Holy BDSM Hollywood Fringe! ‘Philosophy in the Boudoir’, Shockingly Submissive

by Raquel Sanchez
Staff Writer

HWF

Picture this: a dark black box theatre. An audience awaiting the production’s commencement. Suddenly a flashlight illuminates the face of an actor who subsequently provides a tour into debauchery.  Soon the audience is bombarded with images of masturbation, sodomy, scat play, oral sex, and a multitude of sexual acts introducing us to the journey on which we are about to embark. Or, this is a really bad Nine Inch nails music video

Based on the Marquis de Sade’s Sade Trilogy (Philosophy in the Boudoir, Justine and 120 Days in Sodom), Os Satyros and Combined Art Form’s Hollywood Fringe production of Philosophy in the Boudoir is about two libertines, Juliette and Dolmance, who, at the request of the young Eugenie’s father, introduce her to the world and philosophy of libertinage.

Eugenie is fresh out of the convent school selected by her religious mother Mme.
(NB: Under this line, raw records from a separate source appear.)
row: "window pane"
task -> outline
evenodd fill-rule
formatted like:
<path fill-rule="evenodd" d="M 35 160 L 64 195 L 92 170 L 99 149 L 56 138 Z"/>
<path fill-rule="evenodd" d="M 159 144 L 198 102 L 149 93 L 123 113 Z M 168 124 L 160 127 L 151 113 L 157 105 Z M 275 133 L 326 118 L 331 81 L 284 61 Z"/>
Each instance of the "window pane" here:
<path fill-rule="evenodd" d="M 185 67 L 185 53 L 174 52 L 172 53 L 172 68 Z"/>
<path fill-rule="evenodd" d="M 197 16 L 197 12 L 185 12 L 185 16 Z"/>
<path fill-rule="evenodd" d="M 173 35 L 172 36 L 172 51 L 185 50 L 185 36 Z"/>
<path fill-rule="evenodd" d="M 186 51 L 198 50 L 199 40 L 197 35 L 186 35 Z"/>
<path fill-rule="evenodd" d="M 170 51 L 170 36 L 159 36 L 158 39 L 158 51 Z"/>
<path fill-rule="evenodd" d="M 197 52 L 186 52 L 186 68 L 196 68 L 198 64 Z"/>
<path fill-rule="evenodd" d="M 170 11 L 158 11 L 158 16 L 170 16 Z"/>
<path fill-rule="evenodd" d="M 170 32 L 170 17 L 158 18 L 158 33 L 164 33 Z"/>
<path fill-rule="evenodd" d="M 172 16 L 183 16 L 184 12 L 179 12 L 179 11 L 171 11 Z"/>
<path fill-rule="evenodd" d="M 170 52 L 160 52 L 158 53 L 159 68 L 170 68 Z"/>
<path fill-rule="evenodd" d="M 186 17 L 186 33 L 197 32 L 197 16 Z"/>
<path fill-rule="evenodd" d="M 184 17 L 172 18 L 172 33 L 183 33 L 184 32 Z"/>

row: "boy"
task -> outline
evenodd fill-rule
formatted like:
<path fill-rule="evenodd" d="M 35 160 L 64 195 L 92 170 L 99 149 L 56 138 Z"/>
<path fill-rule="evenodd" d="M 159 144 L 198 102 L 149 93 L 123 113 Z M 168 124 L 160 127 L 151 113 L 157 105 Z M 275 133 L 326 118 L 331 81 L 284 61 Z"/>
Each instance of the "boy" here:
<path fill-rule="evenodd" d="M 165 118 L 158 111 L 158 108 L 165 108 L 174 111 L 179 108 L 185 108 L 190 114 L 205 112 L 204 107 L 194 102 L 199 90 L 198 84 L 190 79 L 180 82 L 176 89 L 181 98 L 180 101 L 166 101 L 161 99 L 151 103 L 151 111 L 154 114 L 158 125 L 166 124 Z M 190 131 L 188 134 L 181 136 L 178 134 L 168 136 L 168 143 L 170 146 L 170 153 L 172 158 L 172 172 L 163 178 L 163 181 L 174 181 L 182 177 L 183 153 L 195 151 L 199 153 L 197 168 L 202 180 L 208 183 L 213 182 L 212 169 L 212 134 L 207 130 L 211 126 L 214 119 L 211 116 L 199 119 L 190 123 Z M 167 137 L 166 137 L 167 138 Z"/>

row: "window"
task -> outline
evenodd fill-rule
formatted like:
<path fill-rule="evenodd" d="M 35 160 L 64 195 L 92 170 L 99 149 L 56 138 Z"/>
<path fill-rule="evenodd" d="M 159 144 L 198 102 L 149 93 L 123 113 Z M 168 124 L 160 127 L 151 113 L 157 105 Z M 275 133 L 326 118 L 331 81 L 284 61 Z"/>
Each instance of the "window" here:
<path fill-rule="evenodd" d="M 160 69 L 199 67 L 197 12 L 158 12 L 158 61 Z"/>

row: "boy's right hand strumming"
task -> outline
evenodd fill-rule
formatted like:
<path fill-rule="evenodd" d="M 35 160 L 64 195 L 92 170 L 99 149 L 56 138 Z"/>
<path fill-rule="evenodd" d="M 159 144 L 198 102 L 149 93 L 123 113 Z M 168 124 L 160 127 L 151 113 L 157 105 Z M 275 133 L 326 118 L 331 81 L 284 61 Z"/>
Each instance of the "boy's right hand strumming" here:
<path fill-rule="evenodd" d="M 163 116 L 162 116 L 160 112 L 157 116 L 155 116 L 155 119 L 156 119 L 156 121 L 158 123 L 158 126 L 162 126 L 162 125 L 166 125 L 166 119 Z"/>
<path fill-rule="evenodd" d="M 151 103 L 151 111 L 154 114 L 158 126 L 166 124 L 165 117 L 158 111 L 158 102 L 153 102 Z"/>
De Mistival. Her father has arranged for her to learn about sex from Juliette de Saint-Ange to have her mother’s moral influence removed. Initially, she is eager to do so, but has reservations once Juliette introduces her guest Dolmance as her other tutor. She quickly falls prey to their tutelage in all aspects of sexual play while they impart on her the philosophies of libertine behavior, making her see the hypocrisy in morality and religion until she takes part in the crime of matricide.

Familiar or not with the Marquis de Sade’s work, you will find this play disjointed. Director Rodolfo Garcia Marquez attempted to pay homage to the Sade’s controversial writings and philosophies on religion, politics and morality, but got lost in the imagery presented on stage and neglected the dialogue.  The focus seemed to be to shock audiences unused to seeing overt sexual acts practiced on stage.

Patricia Aguille and Lino Reis

Patricia Aguille and Lino Reis

The actor’s courage to take on such controversial material was impressive, but the performances were adequate. There was a disconnect with the performers because it was difficult to develop sympathy for any of them. Philosophy in the Boudoir  was missing a sense of satire and wicked enjoyment that would have injected more allure into this libertine world.  Patricia Aguille was enjoyable as Juliette Saint-Ange. She was charming, lustful, unapologetic, and evil. Her take on the dialogue had an amusing, wicked appeal. Her Juliette was a proud libertine and she made no apologies for her behavior.

Philosophy in the Boudoir comes off like a one hour industrial rock video along with a heavy soundtrack and gothic imagery, which, unfortunately failed to engage and shock.

* * *

Philosophy in the Boudoir
Written by Marquis de Sade
Directed by Rodolfo Garcia Marquez

Theatre Asylum
6320 Santa Monica Blvd.
Los Angeles, CA 90038

Production information available at the Fringe Festival Website.